Même si CD&R semble sur le point de remporter la transaction, des proches de PAI estiment que le caractère français du fonds pourrait contribuer à apaiser certaines inquiétudes en matière de souveraineté. Cependant, PAI travaille avec une puissance de feu financière bien inférieure à celle de CD&R, qui a levé un montant record de 26 milliards d’euros l’année dernière.

PAI s’est associé sur son offre à des partenaires tels que le GIC de Singapour et l’Abu Dhabi Investment Authority pour lui donner plus de puissance financière, mais cela signifie que PAI serait minoritaire au sein du consortium qu’il dirige.

Une personne connaissant l’accord proposé a déclaré que la réaction politique en France n’était « ni inattendue ni inhabituelle » étant donné « qu’il existe des processus sociaux bien connus en France », en particulier lorsqu’il y avait « un acheteur extérieur ». Ils ont ajouté : « Le Doliprane est un produit français très important, il est fabriqué en France et se trouve dans toutes les armoires à pharmacie. »

CD&R et PAI ont refusé de commenter.

Les critiques soutiennent également que l’accord envisagé par Sanofi sape les efforts déployés depuis des années par le président Emmanuel Macron pour relocaliser la production pharmaceutique au nom de la reconquête de la souveraineté dans des domaines importants de l’économie et de la création de davantage d’emplois industriels. En 2020, Macron s’était fixé comme objectif de relancer la production de paracétamol en France, y compris son principe actif que Sanofi s’approvisionne en Asie, d’ici trois ans – un objectif qui n’a pas été atteint.

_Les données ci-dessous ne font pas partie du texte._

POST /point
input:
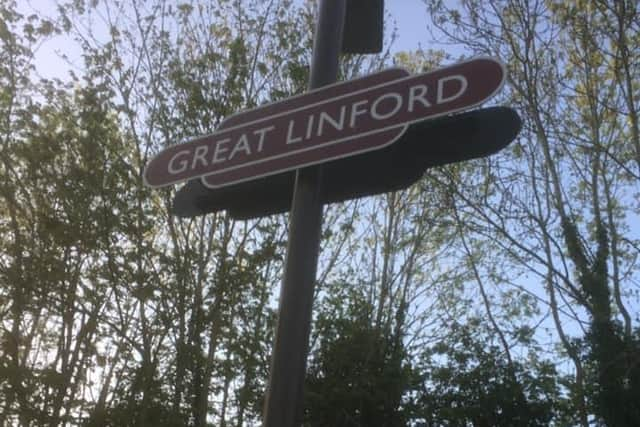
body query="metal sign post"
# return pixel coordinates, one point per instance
(283, 405)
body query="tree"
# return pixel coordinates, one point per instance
(558, 206)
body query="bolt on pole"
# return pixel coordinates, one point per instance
(284, 399)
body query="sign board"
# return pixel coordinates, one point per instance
(448, 139)
(333, 122)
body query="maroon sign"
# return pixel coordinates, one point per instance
(337, 121)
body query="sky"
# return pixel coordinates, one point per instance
(409, 17)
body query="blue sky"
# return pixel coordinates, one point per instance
(409, 16)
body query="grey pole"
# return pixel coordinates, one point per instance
(283, 404)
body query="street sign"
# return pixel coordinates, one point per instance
(334, 122)
(449, 139)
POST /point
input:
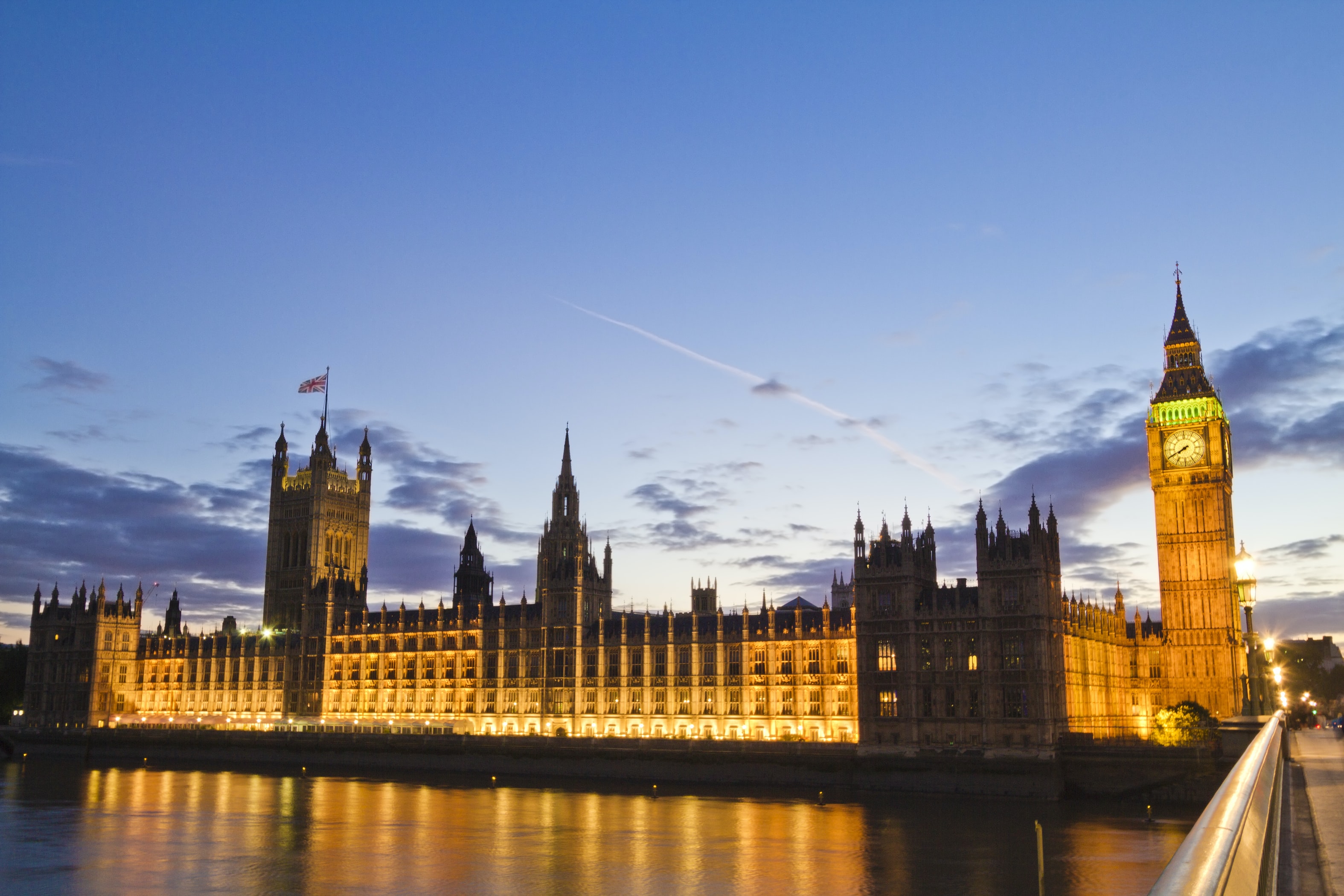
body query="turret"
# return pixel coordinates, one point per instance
(323, 457)
(280, 463)
(365, 469)
(607, 562)
(172, 617)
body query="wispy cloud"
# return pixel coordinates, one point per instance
(66, 377)
(764, 386)
(12, 160)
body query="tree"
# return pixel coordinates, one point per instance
(1186, 724)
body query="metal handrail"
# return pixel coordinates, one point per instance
(1233, 849)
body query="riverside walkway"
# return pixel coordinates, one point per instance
(1322, 757)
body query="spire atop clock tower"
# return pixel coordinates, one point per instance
(1184, 369)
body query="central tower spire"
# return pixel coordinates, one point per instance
(569, 583)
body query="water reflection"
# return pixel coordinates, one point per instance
(113, 831)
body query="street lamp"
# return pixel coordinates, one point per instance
(1244, 564)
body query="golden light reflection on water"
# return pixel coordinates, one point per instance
(148, 831)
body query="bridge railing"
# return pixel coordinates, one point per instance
(1233, 849)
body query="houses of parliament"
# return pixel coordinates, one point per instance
(892, 659)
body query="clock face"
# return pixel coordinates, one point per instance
(1184, 448)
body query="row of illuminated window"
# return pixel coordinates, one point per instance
(194, 672)
(660, 702)
(949, 653)
(952, 703)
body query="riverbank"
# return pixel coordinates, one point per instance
(1096, 773)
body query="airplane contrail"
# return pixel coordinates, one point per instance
(774, 387)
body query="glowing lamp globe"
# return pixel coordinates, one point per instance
(1245, 566)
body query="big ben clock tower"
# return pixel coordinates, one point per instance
(1190, 463)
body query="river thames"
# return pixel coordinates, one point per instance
(72, 829)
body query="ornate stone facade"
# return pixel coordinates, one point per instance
(893, 659)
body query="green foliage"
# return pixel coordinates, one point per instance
(14, 668)
(1186, 724)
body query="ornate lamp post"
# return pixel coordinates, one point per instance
(1252, 691)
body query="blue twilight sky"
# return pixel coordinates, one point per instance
(866, 254)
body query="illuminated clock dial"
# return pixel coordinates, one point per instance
(1184, 448)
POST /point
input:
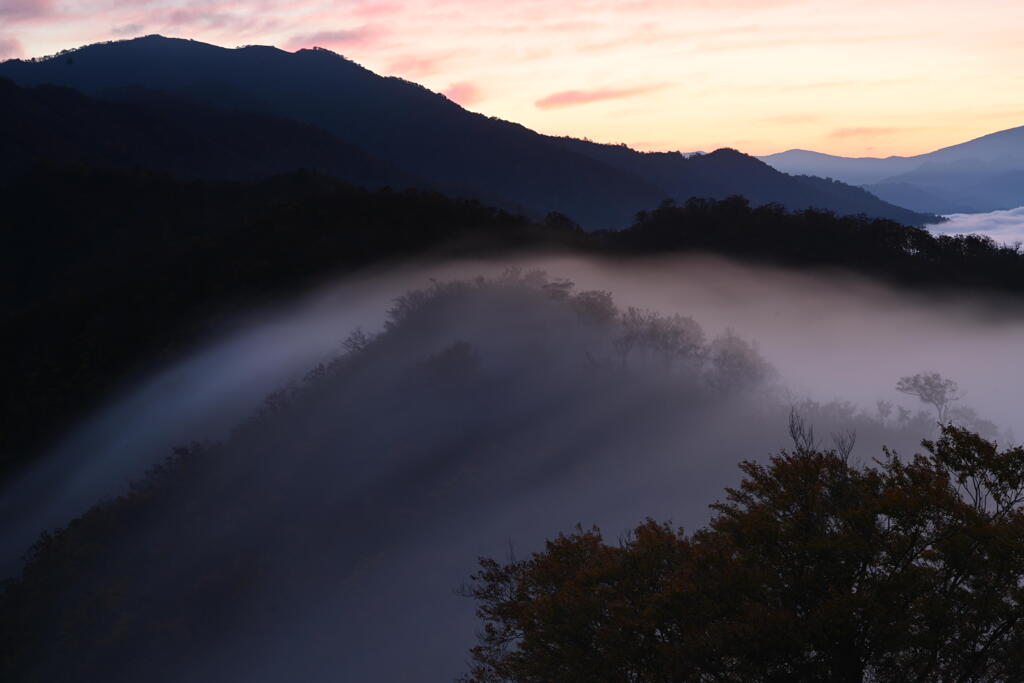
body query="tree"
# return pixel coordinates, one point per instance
(933, 389)
(811, 569)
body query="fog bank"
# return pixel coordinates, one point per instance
(337, 521)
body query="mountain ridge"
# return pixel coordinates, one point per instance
(427, 135)
(979, 175)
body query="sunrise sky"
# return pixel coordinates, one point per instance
(855, 78)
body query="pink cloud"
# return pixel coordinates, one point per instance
(15, 9)
(843, 133)
(415, 66)
(9, 48)
(377, 9)
(463, 93)
(128, 30)
(574, 97)
(341, 37)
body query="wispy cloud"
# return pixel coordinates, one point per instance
(844, 133)
(411, 66)
(16, 9)
(10, 48)
(463, 93)
(576, 97)
(341, 37)
(128, 30)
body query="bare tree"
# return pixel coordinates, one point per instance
(933, 389)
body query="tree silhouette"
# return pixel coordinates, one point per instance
(811, 569)
(933, 389)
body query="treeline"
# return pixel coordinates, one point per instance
(819, 239)
(107, 272)
(813, 568)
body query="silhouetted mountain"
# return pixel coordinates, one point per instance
(983, 174)
(173, 133)
(727, 172)
(111, 271)
(430, 136)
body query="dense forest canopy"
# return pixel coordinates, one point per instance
(813, 568)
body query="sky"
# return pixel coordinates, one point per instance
(854, 78)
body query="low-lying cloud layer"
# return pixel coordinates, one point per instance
(336, 525)
(1004, 226)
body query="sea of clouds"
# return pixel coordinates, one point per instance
(1004, 226)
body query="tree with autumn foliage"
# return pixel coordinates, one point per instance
(812, 568)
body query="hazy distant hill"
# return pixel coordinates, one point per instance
(983, 174)
(427, 135)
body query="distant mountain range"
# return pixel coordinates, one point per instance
(200, 111)
(983, 174)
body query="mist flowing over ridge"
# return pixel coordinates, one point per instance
(337, 519)
(980, 175)
(426, 135)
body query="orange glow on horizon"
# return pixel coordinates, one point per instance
(853, 78)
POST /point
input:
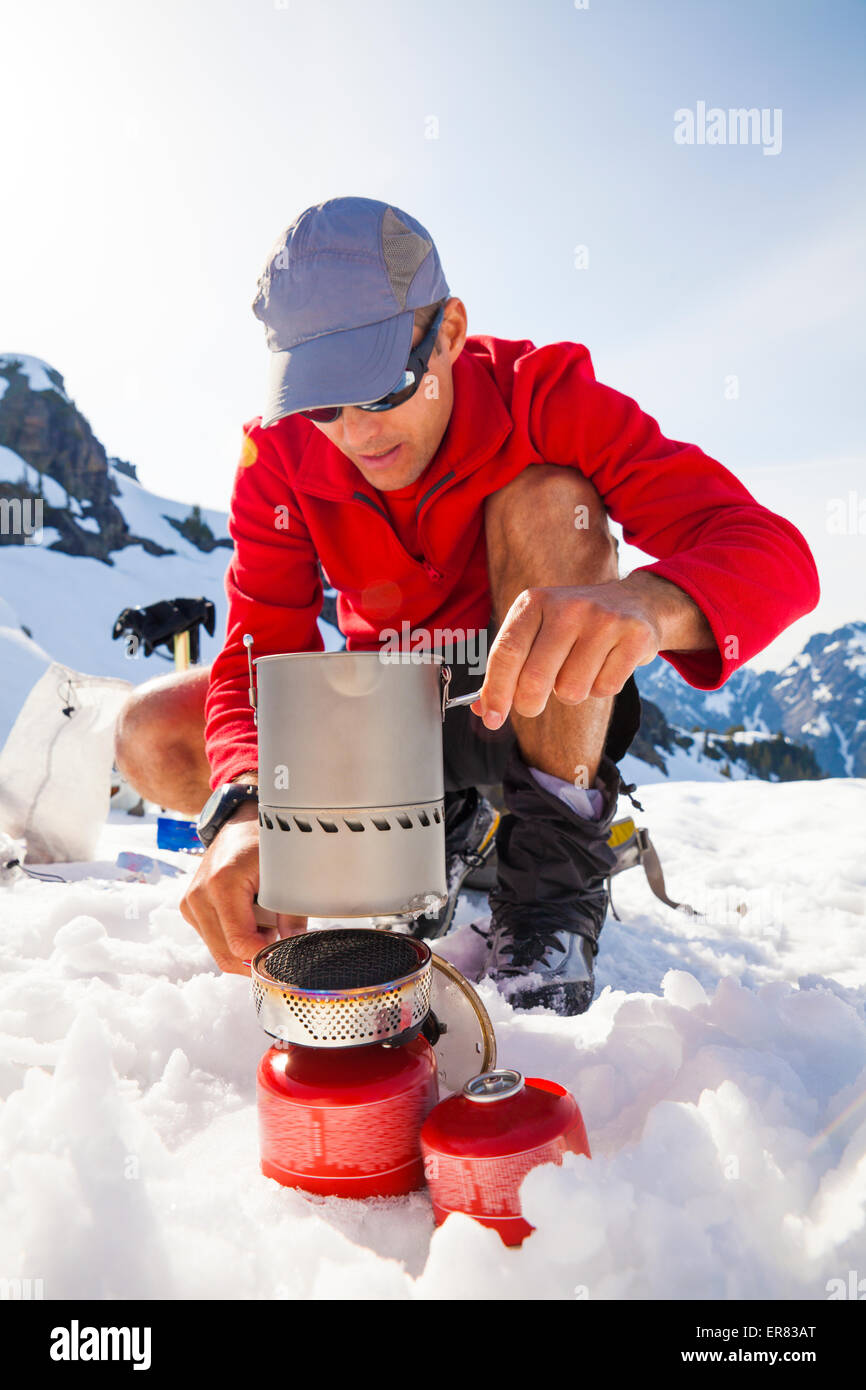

Cette querelle est devenue un problème indésirable pour le nouveau gouvernement minoritaire dirigé par le Premier ministre Michel Barnier, le forçant à se retrouver dans la position inconfortable de soutenir qu’un désinvestissement ne rompt pas les promesses antérieures de Macron.

Des hommes politiques de tous horizons se sont prononcés contre cet accord. Une soixantaine de députés des trois partis du groupe centriste de Macron ont signé une lettre ouverte adressée au ministre des Finances, affirmant que le désinvestissement « contrevient complètement » à la « priorité » de rendre la France plus autonome en matière de soins de santé. Ils ont appelé le ministère à « activer immédiatement une inspection de l’opération proposée afin d’évaluer la nécessité de la bloquer ou non ».

Le président du Rassemblement national d’extrême droite, Jordan Bardella, a déclaré que ce désinvestissement constituait une « vente de feu de la France », une référence à d’autres grandes entreprises qui ont été vendues à des acheteurs étrangers pour ensuite être frappées par des licenciements, comme la vente du secteur énergétique d’Alstom en 2014. affaires à General Electric. « Les risques pour notre souveraineté sanitaire et notre emploi sont considérables ; il serait incompréhensible que l’État laisse cela se produire », a déclaré Bardella.